Foreign Portfolio Investment (FPI) is a type of cross-border investment that involves buying and holding various foreign financial assets by investors who want to diversify their portfolios and access new markets. Foreign portfolio investors can choose from a wide range of financial instruments, such as stocks, bonds, mutual funds, derivatives, fixed deposits, etc. These instruments offer different levels of risk and return, depending on the characteristics of the foreign market and the exchange rate fluctuations. FPI investors do not have any control or ownership over the foreign entities that issue these assets, unlike Foreign Direct Investment (FDI) investors who invest in foreign businesses or projects to influence their management or operations.

Advantages of FPI in Share Market 

FPI has several advantages for both the investors and the host countries. For the investors, FPI allows them to:

  • Diversify their portfolio and reduce their exposure to domestic market risks.
  • Access larger and more developed markets that offer higher returns and growth potential.
  • Benefit from favourable exchange rate movements that can increase their profits when they convert their foreign currency earnings into their domestic currency.
  • Improve their international credit rating by holding more foreign assets and increasing their creditworthiness

For the host countries, FPI can:

  • Increase the availability of capital and liquidity in their financial markets.
  • Enhance the efficiency and competitiveness of their financial sector by introducing more sophisticated products and practices.
  • Promote the development and integration of their economy with the global market
  • Attract more FDI by signalling a positive image and confidence in their business environment

Challenges of Foreign Portfolio Investment

However, FPI also has some drawbacks and challenges. For the investors, FPI involves:

  • Higher risk due to the volatility and uncertainty of foreign markets.
  • Higher transaction costs due to the fees and taxes involved in buying and selling foreign assets.
  • Higher information costs due to the difficulty of obtaining reliable and timely data on foreign markets.
  • Higher regulatory risks due to the possibility of changes in foreign policies or laws that can affect their investments.

For the host countries, FPI can:

  • Increase the vulnerability of their financial markets to external shocks and speculative attacks.
  • Create instability and inflationary pressures in their economy due to the inflow and outflow of foreign capital.
  • Cause exchange rate appreciation or depreciation can affect their trade balance and competitiveness.
  • Erode their sovereignty and autonomy by exposing them to external influences and pressures.

Also Read: Bollinger Bands: An Introduction to the Indicator that Helps Predict Market Volatility

What are The Eligibility Criteria for FPI in Share Market 

To qualify and register as an FPI, an individual must meet certain criteria that vary from country to country.
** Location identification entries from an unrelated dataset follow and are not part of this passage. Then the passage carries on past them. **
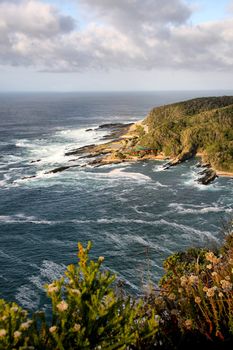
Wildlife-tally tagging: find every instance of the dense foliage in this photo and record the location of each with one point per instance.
(192, 307)
(203, 125)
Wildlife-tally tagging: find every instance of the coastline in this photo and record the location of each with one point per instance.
(125, 138)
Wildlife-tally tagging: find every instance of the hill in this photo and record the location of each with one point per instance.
(198, 126)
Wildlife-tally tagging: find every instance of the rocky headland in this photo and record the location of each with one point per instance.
(201, 127)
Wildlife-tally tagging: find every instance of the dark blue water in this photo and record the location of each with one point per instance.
(135, 214)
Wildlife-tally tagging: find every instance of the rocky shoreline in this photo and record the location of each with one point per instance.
(120, 145)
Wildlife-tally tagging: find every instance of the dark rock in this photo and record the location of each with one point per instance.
(80, 150)
(58, 170)
(209, 175)
(61, 168)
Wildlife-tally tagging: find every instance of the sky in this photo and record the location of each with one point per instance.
(116, 45)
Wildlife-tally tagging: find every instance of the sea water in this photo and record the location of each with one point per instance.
(136, 214)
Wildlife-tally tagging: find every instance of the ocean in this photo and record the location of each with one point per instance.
(136, 214)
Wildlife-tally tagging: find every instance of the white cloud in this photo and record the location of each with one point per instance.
(120, 34)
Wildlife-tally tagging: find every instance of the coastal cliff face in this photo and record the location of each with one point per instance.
(176, 132)
(198, 127)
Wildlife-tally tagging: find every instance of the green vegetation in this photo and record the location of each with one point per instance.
(203, 125)
(192, 307)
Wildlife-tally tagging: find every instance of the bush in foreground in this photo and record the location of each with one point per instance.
(193, 307)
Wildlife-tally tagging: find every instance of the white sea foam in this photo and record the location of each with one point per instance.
(27, 297)
(118, 173)
(195, 209)
(21, 218)
(190, 231)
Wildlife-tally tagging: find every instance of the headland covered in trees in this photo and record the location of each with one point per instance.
(177, 132)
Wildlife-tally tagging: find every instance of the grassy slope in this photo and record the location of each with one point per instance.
(203, 125)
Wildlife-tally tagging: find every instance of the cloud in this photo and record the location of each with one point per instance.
(119, 34)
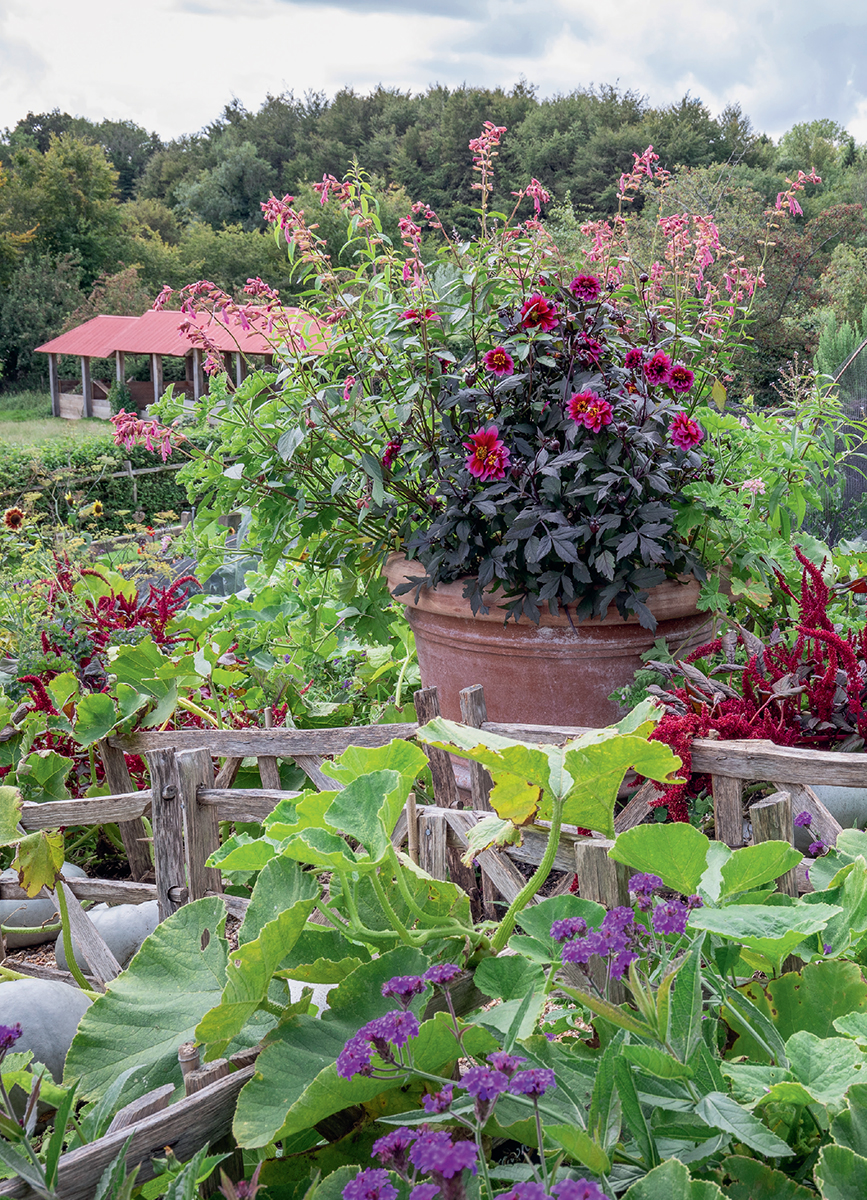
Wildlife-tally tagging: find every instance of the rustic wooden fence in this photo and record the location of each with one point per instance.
(186, 802)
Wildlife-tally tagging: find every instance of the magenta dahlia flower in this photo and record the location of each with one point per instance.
(537, 312)
(657, 370)
(500, 363)
(681, 378)
(489, 457)
(686, 432)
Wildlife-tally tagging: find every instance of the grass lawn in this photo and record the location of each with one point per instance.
(25, 420)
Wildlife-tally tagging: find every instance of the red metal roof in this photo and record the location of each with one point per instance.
(96, 339)
(157, 333)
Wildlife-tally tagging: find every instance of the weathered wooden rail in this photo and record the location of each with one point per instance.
(187, 799)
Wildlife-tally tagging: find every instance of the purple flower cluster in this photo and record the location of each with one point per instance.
(643, 887)
(393, 1029)
(567, 1189)
(615, 940)
(9, 1036)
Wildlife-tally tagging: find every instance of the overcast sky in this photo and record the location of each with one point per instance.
(171, 65)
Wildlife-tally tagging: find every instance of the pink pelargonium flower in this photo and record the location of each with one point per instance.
(586, 288)
(757, 486)
(537, 312)
(500, 363)
(681, 378)
(686, 432)
(418, 316)
(489, 457)
(657, 370)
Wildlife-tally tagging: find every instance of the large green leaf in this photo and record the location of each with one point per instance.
(722, 1113)
(153, 1006)
(10, 815)
(827, 1067)
(772, 931)
(841, 1174)
(849, 1128)
(747, 1179)
(42, 777)
(282, 899)
(368, 810)
(95, 718)
(753, 865)
(812, 1000)
(671, 1181)
(677, 853)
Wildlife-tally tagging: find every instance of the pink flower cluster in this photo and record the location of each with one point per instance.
(130, 431)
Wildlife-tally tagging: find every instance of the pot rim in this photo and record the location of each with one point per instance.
(670, 600)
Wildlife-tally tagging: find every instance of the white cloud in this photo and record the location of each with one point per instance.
(171, 65)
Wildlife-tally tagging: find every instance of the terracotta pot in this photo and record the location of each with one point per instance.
(551, 673)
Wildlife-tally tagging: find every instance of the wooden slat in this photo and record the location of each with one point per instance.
(251, 743)
(201, 823)
(111, 891)
(803, 798)
(184, 1127)
(54, 814)
(728, 810)
(103, 965)
(132, 831)
(168, 827)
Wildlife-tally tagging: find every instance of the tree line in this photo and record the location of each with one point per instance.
(96, 217)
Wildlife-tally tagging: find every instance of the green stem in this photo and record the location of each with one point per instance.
(75, 970)
(396, 923)
(532, 886)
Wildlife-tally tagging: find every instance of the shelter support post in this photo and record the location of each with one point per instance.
(156, 375)
(87, 387)
(54, 384)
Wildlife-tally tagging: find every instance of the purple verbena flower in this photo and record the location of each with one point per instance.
(532, 1083)
(424, 1192)
(645, 885)
(569, 927)
(441, 973)
(9, 1036)
(484, 1084)
(437, 1102)
(354, 1059)
(578, 1189)
(435, 1153)
(670, 917)
(392, 1149)
(506, 1062)
(404, 988)
(370, 1185)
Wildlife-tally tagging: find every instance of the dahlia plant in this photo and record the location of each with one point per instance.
(489, 408)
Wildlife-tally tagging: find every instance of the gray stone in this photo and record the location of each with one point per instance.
(31, 913)
(48, 1013)
(123, 927)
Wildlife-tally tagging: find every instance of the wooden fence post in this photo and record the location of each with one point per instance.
(167, 817)
(431, 843)
(132, 833)
(772, 822)
(728, 810)
(607, 882)
(201, 823)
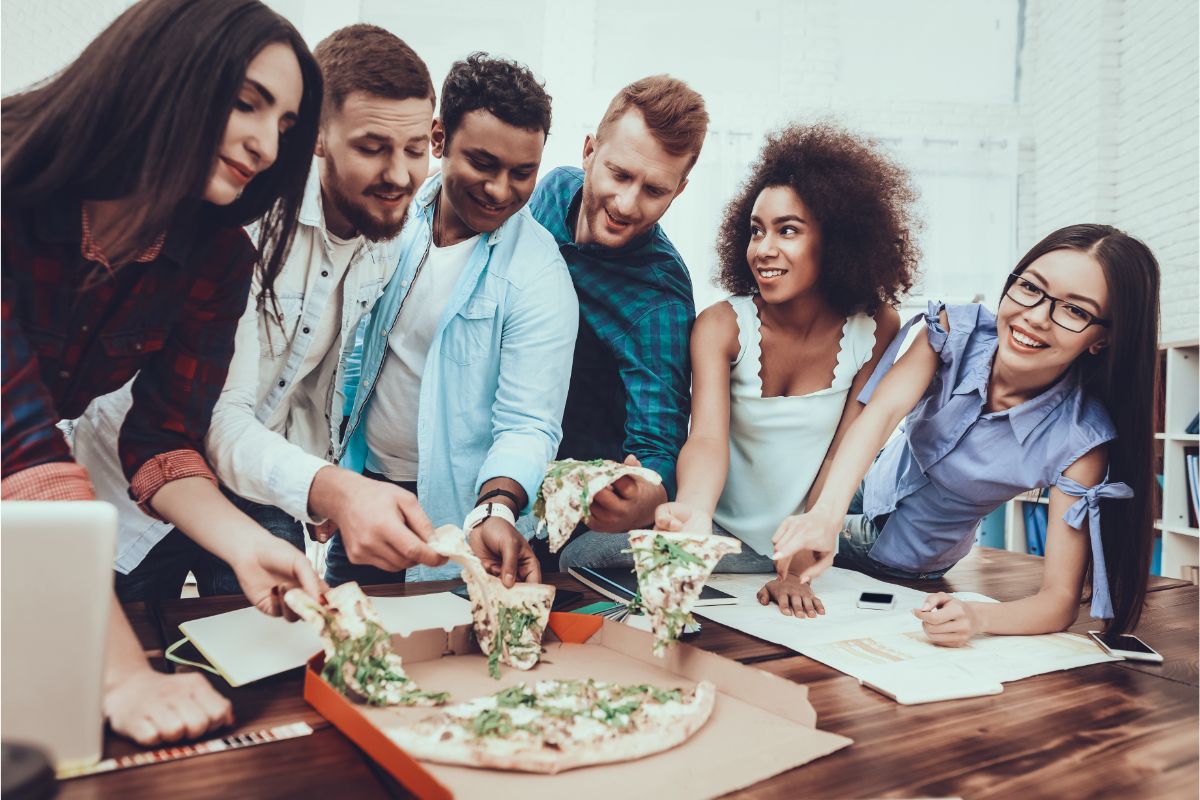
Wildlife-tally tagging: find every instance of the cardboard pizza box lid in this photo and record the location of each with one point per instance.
(762, 725)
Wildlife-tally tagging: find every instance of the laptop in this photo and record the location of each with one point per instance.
(55, 590)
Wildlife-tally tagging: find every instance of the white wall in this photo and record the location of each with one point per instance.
(1083, 109)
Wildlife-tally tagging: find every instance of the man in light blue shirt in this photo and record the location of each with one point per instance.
(466, 359)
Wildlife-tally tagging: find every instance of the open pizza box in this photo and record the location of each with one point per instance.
(761, 725)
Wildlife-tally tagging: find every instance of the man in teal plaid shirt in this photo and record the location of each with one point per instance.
(630, 382)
Some of the common criteria are:

  • The applicant must not be a resident or a citizen of the host country or any country that is blacklisted by international organisations such as FATF.
  • The applicant must be eligible and authorised to invest in securities in their home country and abroad.
  • The applicant must have a genuine interest in contributing to the development of the securities market in the host country.
  • The applicant must comply with the rules and regulations of the host country regarding FPIs, such as disclosure requirements, investment limits, taxation, etc.
  • The applicant must obtain a certificate or a licence from a designated authority or agency in the host country that verifies their identity and eligibility as an FPI.

Also Read: Minimum and Maximum Limit for Investment in Bonds

Categories of Foreign Portfolio Investment in India

Previously, SEBI had classified FPIs into three categories, as follows:

  • Category I or low-risk: This category consists of government or government-related entities, such as central banks, sovereign wealth funds, international organisations, etc. These entities were considered to have a low risk of money laundering or market manipulation, and hence they enjoyed the most relaxed norms and benefits in terms of documentation, KYC, investment limits, etc.
  • Category II or moderate-risk: This category included regulated entities, such as mutual funds, insurance companies, banks, pension funds, etc. These entities were considered to have a moderate risk of money laundering or market manipulation, and hence they had to comply with some additional norms and restrictions in terms of documentation, KYC, investment limits, etc.
  • Category III or high-risk: This category comprised all other FPIs that did not fall into the first two categories, such as trusts, societies, endowments, individuals, etc. These entities were considered to have a high risk of money laundering or market manipulation, and hence they had to comply with the most stringent norms and limitations in terms of documentation, KYC, investment limits, etc.

However, in 2019, SEBI revised the categorization of FPIs and simplified the norms for them. According to the new notification, FPIs are now classified into two categories, as follows:

  • Category I: This category includes all those entities that were previously classified as Category I or II. These entities are considered to have a low or moderate risk of money laundering or market manipulation, and hence they enjoy the most relaxed norms and benefits in terms of documentation, KYC, investment limits, etc.
  • Category II: This category includes all those entities that were previously classified as Category III. These entities are considered to have a high risk of money laundering or market manipulation, and hence they have to comply with some additional norms and restrictions in terms of documentation, KYC, investment limits, etc.

The new categorisation of FPIs aims to make the FPI registration process easier and faster for foreign investors and to attract more capital inflows into the Indian securities market.

Conclusion 

Now when you understand the complete concept of foreign portfolio investment meaning, FPI in share market is a significant source of capital flows and financial integration in the global economy. It offers many opportunities and challenges for both investors and host countries. FPI in India has been liberalised and simplified by SEBI in 2014, making it easier for foreign investors to participate in the Indian securities market. According to recent data, the top three countries that have invested in India through FPI are the United States, Mauritius, and Luxembourg.